Has the GOP message machine on wealth inequality really run so low on ideas?
by David Atkins
If this Judd Gregg column in Politico is the best the right wing can come up with to combat the politics of wealth inequality, I’d say they’re in some serious trouble:
We often hear these days, from President Obama and his chorus on the left, that there is massive income inequality in America and that he and his minions are committed to correcting this situation.
It is an interesting observation.
It means that after almost six years of control of the presidency and the majority of the government, those who anointed themselves to resolving the problem now implicitly — but never explicitly — acknowledge that they have failed to do so.
Why after six years of a liberal-progressive government that has taxed high-income folks at historically high rates and redistributed the money, has this issue of alleged income inequality gotten worse?
If this were a business confronting an issue so precisely seen by its leaders, one would presume those leaders would be out of work for not having come up with an effective solution.
But they are not in business; they are the government, where there is no actual accountability.

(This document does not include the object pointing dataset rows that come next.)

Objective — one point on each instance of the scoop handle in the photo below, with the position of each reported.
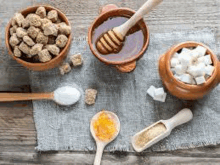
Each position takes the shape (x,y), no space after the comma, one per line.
(144,9)
(181,117)
(24,96)
(98,156)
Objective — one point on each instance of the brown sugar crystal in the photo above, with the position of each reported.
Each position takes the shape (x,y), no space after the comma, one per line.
(90,96)
(151,133)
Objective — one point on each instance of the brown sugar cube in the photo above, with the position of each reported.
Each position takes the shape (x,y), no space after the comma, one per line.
(51,40)
(28,41)
(53,49)
(64,68)
(61,40)
(13,29)
(24,48)
(44,55)
(36,49)
(76,59)
(34,20)
(52,15)
(50,29)
(33,32)
(18,17)
(25,23)
(90,96)
(41,38)
(44,21)
(20,32)
(17,52)
(41,11)
(63,28)
(14,40)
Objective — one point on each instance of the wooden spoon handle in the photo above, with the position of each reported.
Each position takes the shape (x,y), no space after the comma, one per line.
(98,156)
(145,8)
(24,96)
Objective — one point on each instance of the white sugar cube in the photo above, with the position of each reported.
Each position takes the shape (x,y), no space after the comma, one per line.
(207,60)
(201,51)
(209,70)
(186,78)
(174,62)
(177,76)
(151,90)
(185,59)
(200,80)
(185,50)
(160,98)
(158,92)
(180,69)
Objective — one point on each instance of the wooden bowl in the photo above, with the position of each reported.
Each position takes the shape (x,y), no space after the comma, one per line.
(39,66)
(111,10)
(180,89)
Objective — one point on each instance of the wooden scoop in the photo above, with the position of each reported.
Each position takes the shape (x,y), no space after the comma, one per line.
(112,41)
(99,143)
(181,117)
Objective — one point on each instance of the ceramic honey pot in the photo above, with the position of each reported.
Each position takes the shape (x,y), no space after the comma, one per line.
(125,64)
(180,89)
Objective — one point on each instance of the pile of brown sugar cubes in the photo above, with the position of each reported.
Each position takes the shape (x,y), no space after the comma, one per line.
(39,36)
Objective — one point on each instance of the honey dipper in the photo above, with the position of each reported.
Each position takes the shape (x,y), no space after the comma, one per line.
(112,40)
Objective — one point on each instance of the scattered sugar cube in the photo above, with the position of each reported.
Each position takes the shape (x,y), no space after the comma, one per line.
(33,32)
(50,29)
(64,28)
(180,69)
(36,49)
(52,15)
(209,70)
(24,48)
(28,41)
(17,52)
(90,96)
(20,32)
(76,60)
(158,92)
(151,90)
(161,98)
(186,78)
(14,40)
(44,55)
(41,11)
(41,38)
(53,49)
(64,68)
(61,40)
(200,80)
(174,62)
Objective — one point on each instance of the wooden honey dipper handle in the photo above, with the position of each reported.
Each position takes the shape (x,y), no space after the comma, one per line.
(144,9)
(24,96)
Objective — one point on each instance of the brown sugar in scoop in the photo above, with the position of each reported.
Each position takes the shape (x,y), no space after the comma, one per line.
(112,40)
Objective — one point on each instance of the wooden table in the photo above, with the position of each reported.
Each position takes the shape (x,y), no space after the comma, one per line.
(17,129)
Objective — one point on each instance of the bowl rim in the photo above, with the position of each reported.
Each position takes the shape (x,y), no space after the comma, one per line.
(134,57)
(26,63)
(178,47)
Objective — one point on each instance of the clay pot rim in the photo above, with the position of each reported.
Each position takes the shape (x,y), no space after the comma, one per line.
(179,46)
(30,64)
(134,57)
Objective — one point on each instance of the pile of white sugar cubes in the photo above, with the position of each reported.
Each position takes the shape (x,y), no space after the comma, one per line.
(192,66)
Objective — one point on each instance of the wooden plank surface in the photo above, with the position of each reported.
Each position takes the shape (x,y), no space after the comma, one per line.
(17,129)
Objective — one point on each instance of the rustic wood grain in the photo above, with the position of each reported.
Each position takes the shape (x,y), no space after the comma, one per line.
(17,129)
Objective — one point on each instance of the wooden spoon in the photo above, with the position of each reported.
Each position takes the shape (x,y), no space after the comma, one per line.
(112,41)
(99,143)
(181,117)
(60,96)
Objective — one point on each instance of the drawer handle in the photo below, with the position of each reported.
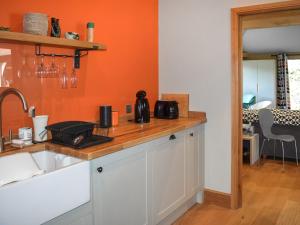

The president and his followers accept no blame and continue to shout “injustice,” hoping no one notices that they are in charge.
If one gives the president and his spokespeople, such as Sen. Bernie Sanders (I-Vt.), the benefit of the doubt (and the doubt is considerable) on their claims that America is uniquely unjust in its wealth distribution, then why are their policy approaches such an abysmal failure?
First, we must examine the basis of their assumption. They seem to genuinely believe that it is not individuals who generate and create economic growth and thus wealth, but rather they themselves, the elected elite and their bureaucracy.
But in America today, the truly wealthy are for the most part the greatest producers of growth, jobs and productivity in the world’s history .
Just a few names make the point: Mark Zuckerberg; Bill Gates; Larry Ellison; and Steve Jobs, before his death. These are the folks who have developed the ideas and products that have kept the U.S. economy on the cutting edge of world growth.
Under the Democratic Party’s now dominant philosophy, they are people who must be vilified under the label of “too wealthy .”
This may be good political rhetoric but it fuels bad economics. And, when pursued in policy terms, it leads to a bad outcome for the millions of Americans whose jobs and personal prosperity have benefitted from the products these super-wealthy people have originated.
That’s the best they’ve got?
Pretending that Democrats have actually held the reins of government since 2010?
Pretending that tax rates on the wealthy are at historic highs, rather than near historic lows?
Pretending that Mark Zuckerberg has created lots of jobs, or that people actually like rather than tolerate Facebook and Microsoft?
Pretending that computers and social media would never have existed without the biggest players in those fields making billions?
Pretending that most of the super-rich are tech innovators rather than Wall Street tycoons and hedge fund managers?
Gregg then goes on to advocate lower taxes on the rich and then blames teachers unions for not educating Americans well enough because…why not?
It’s such a pathetic, half-hearted attempt that it’s a wonder Politico even bothered publishing it.
Seriously. If this is the best case the Right can make on wealth inequality, they’ve got such a glass jaw that it needs punching at every available opportunity.